天文12年(1543)より備前国天神山城主・浦上宗景に仕えた宇喜多直家は、浦上領西域の乙子城主に任じられたのを皮切りに近隣勢力を従えて勢威を増し、乙子城から奈良部城(別称:新庄山城)、ついで永禄2年(1559)には沼城(別称:亀山城)へと拠点を移し、西へ向けて経略を推し進めていた。
他方、備前国の西に位置する備中国では国人領主の三村氏が急成長を遂げており、天文年間には三村家親が庄氏や石川氏といった古豪を従えて備中国の一大勢力となり、安芸国の毛利氏と結んで東の美作国や備前国への勢力拡張を目論んで合戦を重ねたが、三村家親の台頭を警戒した宇喜多直家が永禄9年(1566)の2月、刺客を放って美作国の陣に在った家親を殺害。ここに宇喜多氏と三村氏の緊張が高まったのである。
それ以前の直家は、あるときは毛利氏、またあるときは毛利氏と敵対関係にあった尼子氏と結ぶなど、情勢に応じて表裏を使い分けていたが、三村氏が毛利氏の支援を得ることを不利と悟り、毛利氏に和睦を申し入れた。毛利氏でも利害を評議したところ、宇喜多氏と結ぶことが得策と考えたため直家との和睦を受諾し、結果として三村氏との関係が疎遠になったのである。
ここを勝機と見た直家は、永禄10年(1567)の春に三村家親の後継・三村元親に乾坤一擲の勝負(明禅寺合戦)を仕掛けて大勝を得て三村氏の威勢を挫いたことにより、宇喜多氏と三村氏の均衡が崩れたのであった。
さらに直家はこの機に乗じて備中国に侵攻、撫川城(別称:芝場城・泥城)や斎田城を攻め取って三村氏を圧迫したが、永禄11年(1568)、尼子氏の再興を目指して但馬国で決起した尼子勝久・山中幸盛主従を支援したため毛利氏とは手切れとなり、毛利氏の軍勢が備中国に侵攻を開始する。これに際して三村氏は再び毛利氏の支援を取り付けてその麾下となり、永禄12年(1569)から翌年にかけての侵攻戦において備中国の諸城は毛利氏に属すに至ったのである。
毛利氏の支援によって息を吹き返した三村一族であったが、その内部では内訌が起こっていた。
当主の元親は、畿内での基盤を固めた織田信長と結んで勢力を広げることを画策していたが、家親の弟で元親の叔父にあたる三村親成は信長を信用できないとして、毛利氏との友好関係を再構築することを進言していた。しかし元親はこれを容れなかったため家中が分裂、天正2年(1574)の11月に親成が毛利陣営に逐電するという事態が起こったのである。
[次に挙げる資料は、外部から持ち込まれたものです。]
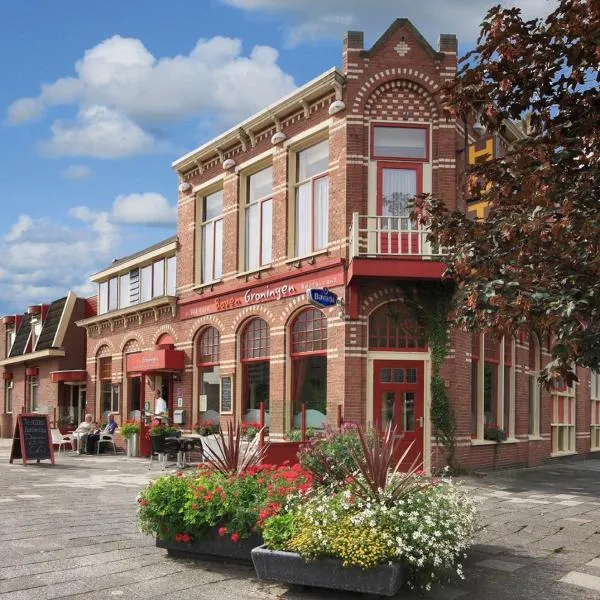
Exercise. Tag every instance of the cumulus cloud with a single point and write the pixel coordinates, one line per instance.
(310, 20)
(98, 132)
(144, 209)
(121, 89)
(77, 172)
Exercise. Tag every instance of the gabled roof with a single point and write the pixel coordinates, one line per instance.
(392, 29)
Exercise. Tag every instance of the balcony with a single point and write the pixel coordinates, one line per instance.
(374, 236)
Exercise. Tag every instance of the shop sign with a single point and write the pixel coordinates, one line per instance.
(322, 298)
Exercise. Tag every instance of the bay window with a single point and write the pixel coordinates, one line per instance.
(212, 237)
(259, 216)
(312, 199)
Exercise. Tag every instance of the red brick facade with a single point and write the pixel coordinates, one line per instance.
(397, 82)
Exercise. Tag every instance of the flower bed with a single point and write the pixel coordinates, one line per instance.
(191, 508)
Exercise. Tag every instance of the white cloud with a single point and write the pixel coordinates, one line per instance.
(77, 172)
(311, 20)
(144, 209)
(120, 88)
(98, 132)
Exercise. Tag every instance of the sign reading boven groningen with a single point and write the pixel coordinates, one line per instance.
(321, 298)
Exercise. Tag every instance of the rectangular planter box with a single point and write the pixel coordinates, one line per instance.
(212, 547)
(288, 567)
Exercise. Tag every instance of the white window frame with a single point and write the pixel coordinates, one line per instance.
(310, 181)
(595, 408)
(260, 203)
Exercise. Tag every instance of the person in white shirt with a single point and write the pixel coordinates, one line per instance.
(160, 405)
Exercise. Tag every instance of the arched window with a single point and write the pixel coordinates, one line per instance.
(255, 350)
(393, 328)
(309, 367)
(209, 373)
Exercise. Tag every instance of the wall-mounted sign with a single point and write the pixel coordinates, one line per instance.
(259, 294)
(227, 394)
(322, 298)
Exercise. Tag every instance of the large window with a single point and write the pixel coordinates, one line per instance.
(312, 199)
(255, 351)
(534, 386)
(259, 219)
(492, 384)
(8, 388)
(397, 142)
(139, 285)
(563, 418)
(595, 402)
(212, 237)
(209, 373)
(309, 367)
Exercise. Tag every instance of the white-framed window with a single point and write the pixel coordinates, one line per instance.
(595, 403)
(492, 385)
(259, 219)
(534, 386)
(312, 199)
(212, 237)
(8, 388)
(563, 418)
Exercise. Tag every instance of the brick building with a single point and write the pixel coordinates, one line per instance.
(312, 192)
(43, 362)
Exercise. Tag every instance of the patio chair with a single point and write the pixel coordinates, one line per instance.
(58, 439)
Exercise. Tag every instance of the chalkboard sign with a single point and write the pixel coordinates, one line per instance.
(32, 439)
(227, 394)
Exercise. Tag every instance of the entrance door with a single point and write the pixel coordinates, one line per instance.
(397, 186)
(398, 399)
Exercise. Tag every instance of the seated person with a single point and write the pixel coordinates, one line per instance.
(93, 438)
(80, 435)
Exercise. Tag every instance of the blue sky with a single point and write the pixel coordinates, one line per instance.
(97, 99)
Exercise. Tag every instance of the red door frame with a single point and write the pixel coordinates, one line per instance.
(418, 388)
(406, 242)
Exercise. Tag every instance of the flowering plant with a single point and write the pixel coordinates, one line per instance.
(428, 529)
(129, 429)
(185, 507)
(494, 433)
(205, 427)
(249, 430)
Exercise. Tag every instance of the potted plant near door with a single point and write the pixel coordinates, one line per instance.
(130, 430)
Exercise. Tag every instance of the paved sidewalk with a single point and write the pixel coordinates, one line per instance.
(69, 531)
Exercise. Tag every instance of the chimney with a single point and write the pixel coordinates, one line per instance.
(447, 42)
(353, 42)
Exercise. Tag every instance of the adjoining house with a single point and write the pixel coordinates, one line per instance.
(311, 194)
(43, 362)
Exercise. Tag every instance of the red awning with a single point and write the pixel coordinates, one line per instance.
(155, 360)
(68, 376)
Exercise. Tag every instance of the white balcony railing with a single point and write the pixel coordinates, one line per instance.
(373, 235)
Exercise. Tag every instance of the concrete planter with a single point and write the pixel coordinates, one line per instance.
(212, 546)
(291, 568)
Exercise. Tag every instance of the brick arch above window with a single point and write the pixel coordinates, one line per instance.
(309, 332)
(394, 328)
(208, 346)
(255, 340)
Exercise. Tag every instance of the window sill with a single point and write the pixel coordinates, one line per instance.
(306, 257)
(202, 286)
(255, 272)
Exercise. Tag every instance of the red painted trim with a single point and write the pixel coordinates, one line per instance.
(399, 126)
(397, 268)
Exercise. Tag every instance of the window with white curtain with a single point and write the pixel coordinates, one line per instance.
(312, 199)
(212, 237)
(259, 215)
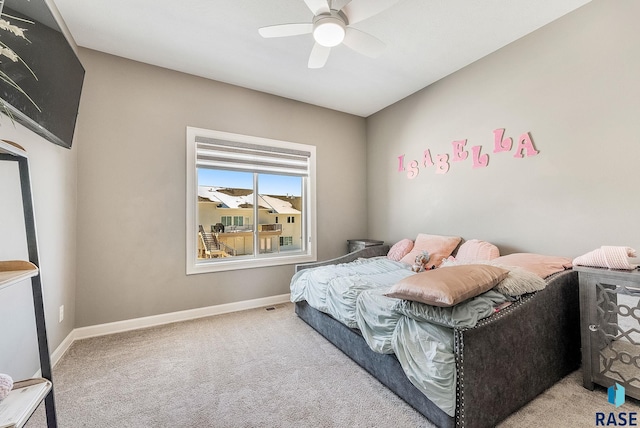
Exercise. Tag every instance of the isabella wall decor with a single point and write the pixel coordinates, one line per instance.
(441, 162)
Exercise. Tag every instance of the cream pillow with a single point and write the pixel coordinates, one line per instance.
(439, 247)
(541, 265)
(475, 249)
(400, 249)
(448, 286)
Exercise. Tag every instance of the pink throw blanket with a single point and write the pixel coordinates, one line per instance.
(608, 256)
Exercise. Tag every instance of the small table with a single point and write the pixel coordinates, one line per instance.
(610, 327)
(361, 244)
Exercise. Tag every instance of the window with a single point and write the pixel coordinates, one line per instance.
(237, 187)
(286, 240)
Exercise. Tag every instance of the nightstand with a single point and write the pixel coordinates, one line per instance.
(361, 244)
(610, 328)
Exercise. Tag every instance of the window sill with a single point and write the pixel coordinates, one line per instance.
(240, 264)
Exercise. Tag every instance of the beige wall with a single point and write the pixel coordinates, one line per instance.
(53, 182)
(131, 185)
(573, 85)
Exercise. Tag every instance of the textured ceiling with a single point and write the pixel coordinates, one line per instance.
(425, 41)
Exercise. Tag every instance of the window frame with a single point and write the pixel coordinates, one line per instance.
(309, 220)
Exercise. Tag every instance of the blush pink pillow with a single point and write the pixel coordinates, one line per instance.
(475, 249)
(439, 247)
(400, 249)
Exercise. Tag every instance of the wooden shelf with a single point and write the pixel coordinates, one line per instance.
(25, 397)
(13, 271)
(22, 401)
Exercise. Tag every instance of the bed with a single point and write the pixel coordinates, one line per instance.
(500, 362)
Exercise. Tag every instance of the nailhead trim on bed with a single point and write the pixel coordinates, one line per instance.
(458, 347)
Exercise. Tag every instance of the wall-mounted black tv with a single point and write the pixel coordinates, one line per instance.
(47, 103)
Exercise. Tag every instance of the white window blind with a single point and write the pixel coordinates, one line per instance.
(240, 156)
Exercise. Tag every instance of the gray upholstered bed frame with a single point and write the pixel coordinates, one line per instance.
(502, 363)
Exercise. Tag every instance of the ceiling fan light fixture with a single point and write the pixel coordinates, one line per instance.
(329, 31)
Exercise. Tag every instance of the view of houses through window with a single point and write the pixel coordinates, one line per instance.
(250, 202)
(236, 220)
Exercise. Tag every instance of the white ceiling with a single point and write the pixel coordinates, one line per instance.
(218, 39)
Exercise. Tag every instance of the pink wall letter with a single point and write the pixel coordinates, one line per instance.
(413, 170)
(443, 164)
(479, 161)
(426, 158)
(458, 150)
(400, 163)
(525, 143)
(501, 145)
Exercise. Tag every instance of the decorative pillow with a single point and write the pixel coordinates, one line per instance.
(475, 249)
(400, 249)
(448, 286)
(438, 247)
(541, 265)
(519, 281)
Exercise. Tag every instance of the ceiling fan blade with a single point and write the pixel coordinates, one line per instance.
(363, 43)
(318, 6)
(284, 30)
(359, 10)
(319, 56)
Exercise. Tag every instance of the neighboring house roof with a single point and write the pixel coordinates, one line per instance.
(276, 205)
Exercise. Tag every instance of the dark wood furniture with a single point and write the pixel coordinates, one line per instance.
(610, 328)
(13, 272)
(502, 363)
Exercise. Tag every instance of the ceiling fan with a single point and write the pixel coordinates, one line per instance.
(331, 27)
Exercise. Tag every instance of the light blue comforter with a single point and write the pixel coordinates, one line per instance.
(421, 336)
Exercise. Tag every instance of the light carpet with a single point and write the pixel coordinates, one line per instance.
(255, 368)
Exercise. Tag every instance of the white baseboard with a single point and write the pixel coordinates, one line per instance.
(154, 320)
この頃の毛利氏と織田氏は、表面上は親善的な関係にあったが、水面下においては織田方が盛んに調略活動を行って毛利氏領国の撹乱を策謀していた。尼子勝久の決起がそうであり、この三村元親の離反もそうであった。
この処遇について毛利家中では意見が分かれたが、重臣の小早川隆景が親成を支持する意向を強く示して元親の討伐を決めると、翌閏11月には備中国へと出陣。また、毛利氏の庇護下にあった前将軍・足利義昭の斡旋などもあって毛利氏と和睦していた宇喜多勢もこれに呼応して、12月下旬に備中国へ向けて発向している。
備中国へ侵攻した毛利勢は12月晦日に三村政親が守る国吉城を陥落させ、年が明けて天正3年(1575)1月上旬には元親の弟・三村元範の拠る楪(ゆずりは)城を落とし、ついで鬼実(きのみ)城、元親の妹婿・石川久式の幸山城などをも降し、残るは三村元親の本拠・松山城と元親の妹婿・上月隆徳の拠る常山城のみとなった。
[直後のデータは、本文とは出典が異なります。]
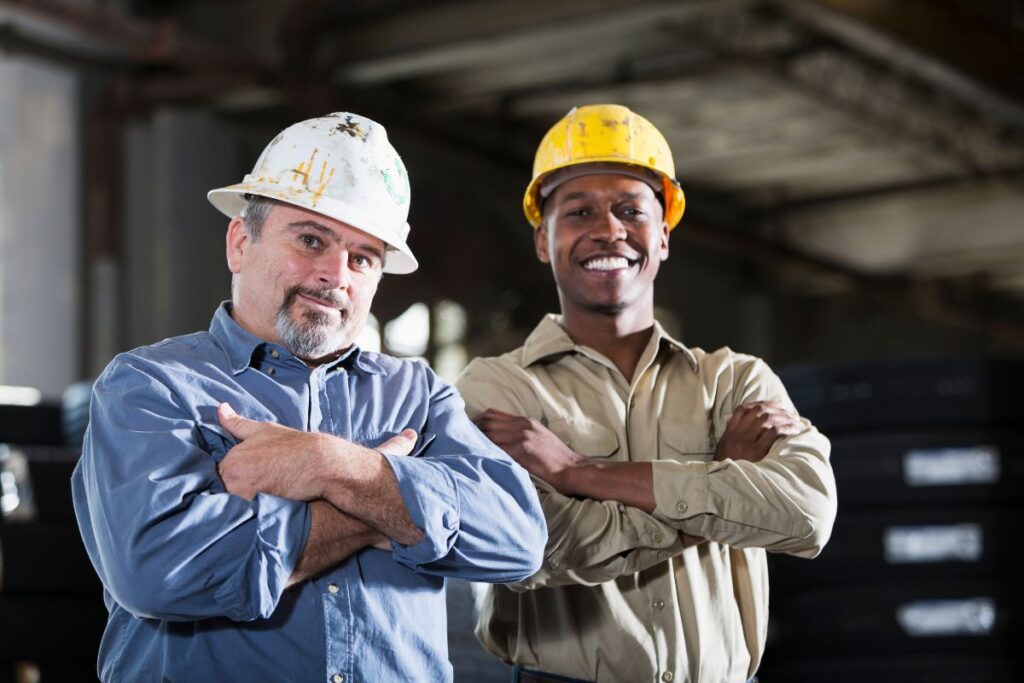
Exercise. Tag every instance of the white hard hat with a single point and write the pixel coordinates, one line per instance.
(341, 166)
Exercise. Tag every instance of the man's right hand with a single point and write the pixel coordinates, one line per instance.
(286, 462)
(754, 428)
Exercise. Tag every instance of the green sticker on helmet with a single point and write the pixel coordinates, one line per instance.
(396, 181)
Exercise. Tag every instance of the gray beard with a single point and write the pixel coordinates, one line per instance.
(308, 338)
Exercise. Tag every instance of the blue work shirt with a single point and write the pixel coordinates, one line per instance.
(195, 577)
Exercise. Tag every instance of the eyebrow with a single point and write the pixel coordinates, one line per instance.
(327, 231)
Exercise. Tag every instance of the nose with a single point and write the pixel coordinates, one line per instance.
(333, 269)
(607, 227)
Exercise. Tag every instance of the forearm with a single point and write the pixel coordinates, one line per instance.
(364, 485)
(629, 483)
(334, 536)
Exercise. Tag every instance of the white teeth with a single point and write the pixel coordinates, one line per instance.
(606, 263)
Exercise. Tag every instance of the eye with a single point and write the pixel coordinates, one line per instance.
(310, 241)
(364, 261)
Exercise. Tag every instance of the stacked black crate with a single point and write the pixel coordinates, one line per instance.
(920, 581)
(51, 608)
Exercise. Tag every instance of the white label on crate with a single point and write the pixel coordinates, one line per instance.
(972, 616)
(944, 467)
(952, 543)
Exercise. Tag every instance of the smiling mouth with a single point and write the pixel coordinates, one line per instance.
(323, 303)
(607, 263)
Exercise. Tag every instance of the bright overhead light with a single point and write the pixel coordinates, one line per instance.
(12, 395)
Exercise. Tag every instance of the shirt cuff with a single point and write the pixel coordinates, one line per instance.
(282, 530)
(680, 492)
(431, 497)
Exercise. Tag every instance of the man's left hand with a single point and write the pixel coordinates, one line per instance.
(529, 443)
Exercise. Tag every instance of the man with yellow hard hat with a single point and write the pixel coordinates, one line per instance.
(665, 472)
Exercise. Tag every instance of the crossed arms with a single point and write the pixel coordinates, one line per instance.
(172, 538)
(611, 518)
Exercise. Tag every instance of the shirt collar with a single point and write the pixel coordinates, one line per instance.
(241, 345)
(549, 338)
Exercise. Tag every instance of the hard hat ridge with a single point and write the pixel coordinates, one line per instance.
(342, 166)
(603, 137)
毛利・宇喜多の連合軍は常山城を包囲して松山城との連絡を断ったうえで、3月中旬より松山城の攻撃を開始。しかし城からも迎撃部隊を繰り出すなどして頑強に抵抗したため、陣を下げて長期戦の構えを取る一方で調略を進め、内部からの切り崩しを図ったのである。
これが功を奏し、5月20日に至って天神丸より内応者が出たことをきっかけとして、戦況は一挙に連合軍に傾く。その翌日には本城を扼す出丸も降伏勧告に応じるところとなり、本城は完全に孤立する。
ここに元親は自刃を覚悟するも、近臣に諌められて城からの脱出を図ることになったが、その逃避行において不運が重なったことから天命が尽きたと悟り、松山城下の松連寺に入って自刃した(備中松山城の戦い)。
また、松山落城後も抵抗を続けていた常山城も6月7日に陥落(常山城の戦い)、ここに三村勢力は滅亡し、備中国は毛利氏によって再び平定されたのである。